Den neuen Bahn-Haltepunkt "Rosenheim-Hochschule" bezeichnete Zeil als "i-Tüpfelchen für die Bahnerschließung Rosenheims", der "die optimale Vernetzung zwischen Bahn und Hochschule" bedeute. Start sei mit dem Fahrplanwechsel am 9. Dezember, die Bahn rechnet laut Zeil mit werktäglich 500 Aus- und Einsteigern. Die Kosten hätten 720000 Euro betragen.

Schneller geht es Zeil zufolge auch für die vielen Tausend Nutzer der Bahnverbindung Rosenheim-Mühldorf. Dort sei die zulässige Geschwindigkeit für die Züge von 90 auf 120 Stundenkilometer angehoben worden. Die 300000 Euro, die der Freistaat in die Modernisierung des Bahnhofs Rott investiert hat, bewirkten außerdem, dass zeitraubende Fahrten über langsame Weichenverbindungen entfallen.

An der Mangfalltalbahn entstehen laut Zeil weitere neue Haltepunkte. Nach "Bad Aibling Kurpark", der 2009 eröffnet wurde, werde im kommenden Jahr die Station "Hinrichssegen" in Bruckmühl gebaut. "Spätestens 2016" sollen dann die Haltestellen Aicherpark in Rosenheim und Feldolling in Feldkirchen-Westerham folgen. Ein 30-Minuten-Takt in der Hauptverkehrszeit sowie einmal pro Stunde ein umsteigefreier Zug über Holzkirchen hinaus nach München dürften die Verbindung vor allem für Pendler in die Landeshauptstadt interessant machen.

Auch für den Filzen-Express zwischen Ebersberg und Wasserburg gibt es Geld. Die Strecke wird demnach komplett modernisiert; der neue Begegnungsbahnhof in Steinhöring und eine höhere Höchstgeschwindigkeit ermöglichen laut Zeil ab Dezember 2013 erstmals einen Stundentakt.

Die entscheidendsten Veränderungen aber ergeben sich auf den Strecken Salzburg-München, Rosenheim-Kufstein und Rosenheim-Holzkirchen, deren Betrieb ab Ende 2013 das Unternehmen Veolia übernimmt. Unter dem Markennamen "Meridian" soll der Verkehr auf der Strecke Rosenheim-München der Vision einer, so Zeil, "S-Bahn-ähnlichen Anbindung" nahe kommen. Die Züge, die "Meridian" einsetzen wird, sind - wie im Rahmen der Ausschreibung des Freistaats damals gefordert - sämtlich fabrikneu und barrierefrei. Von Kufstein aus gibt es dann außerdem stündlich eine Direktverbindung bis München - wobei alle Unterwegs-Haltestellen bedient werden.

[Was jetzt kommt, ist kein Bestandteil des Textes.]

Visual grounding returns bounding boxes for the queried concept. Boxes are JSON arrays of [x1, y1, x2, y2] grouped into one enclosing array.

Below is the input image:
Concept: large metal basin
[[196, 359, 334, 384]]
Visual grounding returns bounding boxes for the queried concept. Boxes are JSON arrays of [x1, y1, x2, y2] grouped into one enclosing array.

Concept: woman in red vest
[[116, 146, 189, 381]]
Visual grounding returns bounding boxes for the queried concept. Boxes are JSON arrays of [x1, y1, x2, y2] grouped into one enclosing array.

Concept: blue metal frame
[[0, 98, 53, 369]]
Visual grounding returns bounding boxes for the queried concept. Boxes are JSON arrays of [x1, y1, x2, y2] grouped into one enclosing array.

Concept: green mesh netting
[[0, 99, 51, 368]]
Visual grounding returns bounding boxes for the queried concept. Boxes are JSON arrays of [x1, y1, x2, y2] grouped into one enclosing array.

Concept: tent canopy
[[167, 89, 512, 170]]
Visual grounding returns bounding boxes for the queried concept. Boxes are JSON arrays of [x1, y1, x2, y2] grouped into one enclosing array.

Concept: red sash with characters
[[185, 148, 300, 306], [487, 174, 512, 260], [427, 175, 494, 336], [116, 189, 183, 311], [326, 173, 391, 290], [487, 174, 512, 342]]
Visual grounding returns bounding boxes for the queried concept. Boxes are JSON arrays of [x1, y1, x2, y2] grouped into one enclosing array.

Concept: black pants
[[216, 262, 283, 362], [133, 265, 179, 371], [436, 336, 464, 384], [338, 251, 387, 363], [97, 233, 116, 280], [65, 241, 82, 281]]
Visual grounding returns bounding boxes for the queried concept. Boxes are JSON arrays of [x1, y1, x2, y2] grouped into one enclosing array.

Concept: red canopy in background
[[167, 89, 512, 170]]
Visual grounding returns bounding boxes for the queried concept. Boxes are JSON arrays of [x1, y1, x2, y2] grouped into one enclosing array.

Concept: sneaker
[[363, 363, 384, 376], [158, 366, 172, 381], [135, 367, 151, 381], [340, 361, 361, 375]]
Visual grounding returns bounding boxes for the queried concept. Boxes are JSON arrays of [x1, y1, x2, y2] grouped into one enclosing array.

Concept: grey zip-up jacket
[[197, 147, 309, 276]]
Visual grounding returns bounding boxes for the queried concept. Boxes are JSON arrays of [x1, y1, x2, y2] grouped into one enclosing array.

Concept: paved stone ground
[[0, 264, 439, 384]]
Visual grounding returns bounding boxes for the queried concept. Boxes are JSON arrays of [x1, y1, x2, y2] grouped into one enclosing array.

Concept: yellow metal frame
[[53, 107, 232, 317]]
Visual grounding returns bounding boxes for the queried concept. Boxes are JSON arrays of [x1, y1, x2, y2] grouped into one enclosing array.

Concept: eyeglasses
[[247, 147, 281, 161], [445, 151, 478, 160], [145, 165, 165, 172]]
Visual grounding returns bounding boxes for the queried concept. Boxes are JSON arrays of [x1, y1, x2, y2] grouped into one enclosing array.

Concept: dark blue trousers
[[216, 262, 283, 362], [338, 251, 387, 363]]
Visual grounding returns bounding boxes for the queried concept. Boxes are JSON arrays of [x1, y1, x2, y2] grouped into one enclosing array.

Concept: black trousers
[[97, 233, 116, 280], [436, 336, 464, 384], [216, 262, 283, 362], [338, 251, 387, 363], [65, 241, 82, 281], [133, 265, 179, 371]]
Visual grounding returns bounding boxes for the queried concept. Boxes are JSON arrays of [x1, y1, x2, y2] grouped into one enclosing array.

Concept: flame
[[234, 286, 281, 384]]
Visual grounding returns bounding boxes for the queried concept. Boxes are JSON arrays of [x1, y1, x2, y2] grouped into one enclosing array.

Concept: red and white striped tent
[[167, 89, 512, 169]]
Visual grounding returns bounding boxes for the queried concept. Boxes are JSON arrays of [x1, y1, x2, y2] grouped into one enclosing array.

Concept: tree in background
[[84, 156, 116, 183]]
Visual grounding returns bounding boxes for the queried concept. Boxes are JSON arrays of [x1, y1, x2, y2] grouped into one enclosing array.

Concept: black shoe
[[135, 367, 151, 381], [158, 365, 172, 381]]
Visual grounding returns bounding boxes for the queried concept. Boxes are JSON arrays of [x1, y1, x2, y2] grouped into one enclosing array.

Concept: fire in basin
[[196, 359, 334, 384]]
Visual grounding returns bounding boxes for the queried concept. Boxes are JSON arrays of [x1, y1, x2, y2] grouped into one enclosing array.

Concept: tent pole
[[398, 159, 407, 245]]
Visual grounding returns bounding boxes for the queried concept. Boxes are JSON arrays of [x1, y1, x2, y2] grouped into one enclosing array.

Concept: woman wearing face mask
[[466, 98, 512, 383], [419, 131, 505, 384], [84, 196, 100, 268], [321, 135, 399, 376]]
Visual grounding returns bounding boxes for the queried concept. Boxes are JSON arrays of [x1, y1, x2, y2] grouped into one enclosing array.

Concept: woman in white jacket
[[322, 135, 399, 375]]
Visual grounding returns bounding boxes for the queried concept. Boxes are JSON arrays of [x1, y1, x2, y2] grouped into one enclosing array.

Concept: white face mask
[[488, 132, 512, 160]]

Dass es zwischen Rosenheim und München aber bald zu einer echten S-Bahn-Anbindung kommt, und nicht nur einer "S-Bahn-ähnlichen", das hält der Minister derzeit für mehr als fraglich. Das Problem sei in dem Zusammenhang die fehlende zweite Stammstrecke im S-Bahn-Knoten München. Zeil: "Ich kann die Außenäste nicht verlängern, wenn der Stamm nicht stark genug ist." Ohne den Bau eines zweiten Tunnels bilde sich ein Nadelöhr, das keine weiteren S-Bahnen mehr durchlasse.

Ein in naher Zukunft lösbares Problem ist in den Augen Zeils dagegen die - bislang fehlende - Tarifkooperation zwischen der Bahn und "Meridian". Auch in Zukunft soll es möglich sein, mit beispielsweise Intercity-Tickets der Bahn die Nahverkehrszüge von "Meridian" nutzen zu können - und umgekehrt. Zeil: "Die beiden Unternehmen werden schon noch dafür sorgen, dass da eine Zusammenarbeit geschieht. Für die Nutzer wäre das sonst viel zu kompliziert. Wir als Freistaat haben die Unternehmen aufgefordert, eine entsprechende Tarifkooperation einzugehen, aber zwingen kann ich sie natürlich nicht." Auch wenn beispielsweise der Fahrgastverband Pro Bahn Zeils Optimismus in dem Punkt noch nicht ganz teilen mag, glaubt der Minister an die Vernunft der Beteiligten: "Anderswo in Bayern hat das ja auch funktioniert."